Kementerian Lingkungan Hidup dan Kehutanan pesimis dalam upaya penindakan 826 izin usaha pertambangan (IUP) non clean and clear di Kalimantan Timur. Penghakiman terhadap IUP nakal ini dianggap tidak efektif dalam menangani permasalahan kerusakan lingkungan di Kaltim.
“Bukannya pesimis, tapi permasalahan terbesar di Kaltim bukan terletak di mereka saja,” kata Kepala Pusat Pengendalian Pembangunan Ekoregion Kalimantan, KLKH, Tri Bangun Laksono, Kamis (18/5).

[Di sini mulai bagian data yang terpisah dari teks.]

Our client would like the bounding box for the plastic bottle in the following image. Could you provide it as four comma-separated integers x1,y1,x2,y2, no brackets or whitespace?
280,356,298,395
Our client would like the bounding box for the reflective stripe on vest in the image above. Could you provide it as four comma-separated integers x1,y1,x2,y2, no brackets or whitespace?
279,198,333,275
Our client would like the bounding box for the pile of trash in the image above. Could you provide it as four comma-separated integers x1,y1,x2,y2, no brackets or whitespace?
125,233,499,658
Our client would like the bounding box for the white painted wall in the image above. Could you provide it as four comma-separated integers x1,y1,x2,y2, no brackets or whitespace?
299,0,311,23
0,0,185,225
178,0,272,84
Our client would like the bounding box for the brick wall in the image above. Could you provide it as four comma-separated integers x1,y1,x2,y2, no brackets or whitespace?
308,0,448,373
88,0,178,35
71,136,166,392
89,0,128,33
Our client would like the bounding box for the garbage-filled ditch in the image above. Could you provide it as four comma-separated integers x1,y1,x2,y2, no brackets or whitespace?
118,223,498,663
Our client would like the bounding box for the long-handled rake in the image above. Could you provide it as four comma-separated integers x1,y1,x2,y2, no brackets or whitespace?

Laksono mengatakan, adanya ribuan IUP memang sudah berdampak negatif terhadap kerusakan lingkungan di Kaltim. Namun demikian, dia menilai kerusakan lingkungan Kaltim disebabkan adanya Perjanjian Karya Pengusahaan Pertambangan Batu Bara (PKP2B).
“Bukannya membela Gubernur Kaltim, tapi kerusakan lingkungan paling besar disebabkan PKP2B. Perusahaan ini memiliki luas wilayah operasi yang sangat luas di Kaltim. Ini yang menyebabkan kerusakan lingkungan,” paparnya.
Penindakan hukum semestinya juga diberlakukan pada perusahaan PKP2B di Kaltim. Menurut Laksono, pengelolaan lingkungan PKP2B tidak lebih baik dibandingkan IUP.
“Sama saja buruknya, mereka juga serampangan di lapangan,” ujarnya.
Namun demikian, Laksono mengakui tidak mudah menindak perusahaan pemegang izin PKP2B yang mayoritas dimiliki penggede di Jakarta. Dia memastikan, butuh komitmen seluruh pihak dalam penyelamatan kerusakan lingkungan di Kaltim lewat pembatasan perizinan pertambangannya.
“Sekarang saatnya, kala harganya sudah jatuh dan tinggal sisa sisa kerusakaanya. Adalah tepat bila kini Komisi Pemberantasan Korupsi (KPK) turun tangan juga,” paparnya.
Koordinator Jaringan Advokasi Tambang (Jatam) Kaltim, Pradharma Rupang menegaskan, terdapat 1.488 izin tambang batu bara tersebar di sejumlah kota dan kabupaten yang ada di provinsi itu. Ribuan lubang bekas tambang itu imbas pemberlakuan otonomi daerah Indonesia dimana masing masing menerbitkan IUP batubara.
“Badai pemberian izin batubara sudah terjadi sejak tahun 2000 hingga baru-baru ini kewenangannya diambil alih pemerintah provinsi,” ungkapnya.
Menurutnya, luas lahan tambang batubara di Kaltim mencapai 5,4 juta hektar. Jumlah itu belum termasuk 33 izin perusahaan PKP2B yang memiliki luasan eksploitasi hingga 1,3 juta hektar.
Baru kali ini, pemerintah akhirnya turun tangan lewat penertiban 826 IUP non CNC di Kaltim. Total keseluruhannya, Kaltim masuk katagori provinsi yang menerbitkan izin pertambangan terbanyak yakni 1.404 IUP di kota/kabupaten.
Pradharma menambahkan, kota/kabupaten di Kaltim paling royal dalam penerbitan IUP batu bara di wilayahnya masing masing. Eksploitasi pertambangan batu bara secara berlebih berdampak negatif adanya kerusakan lingkungan dan jatuhnya 26 korban tewas tenggelam.
“Kerusakan lingkungan di Kaltim sudah luar biasa. Apa perlu ditambah lagi bocah bocah tenggelam di lubang bekas tambang batu bara,” ujarnya.
Selain itu, Pradharma menyatakan, mayoritas perusahaan tambang di Kaltim punya tunggakan Penerimaan Negara Bukan Pajak (PNBP) sebesar Rp 1,1 triliun sejak tahun 2003 silam. Rincian tunggakan berupa iuran tetap (land rent) Rp 295 miliar dan royalti produksi Rp 850 miliar.
“Sebanyak 60 persen perusahaan IUP ini juga tidak membayar dana jaminan reklamasi ke kas daerah. Semestinya ini bisa menjadi dasar penutupan tambang di Kaltim,” sesalnya.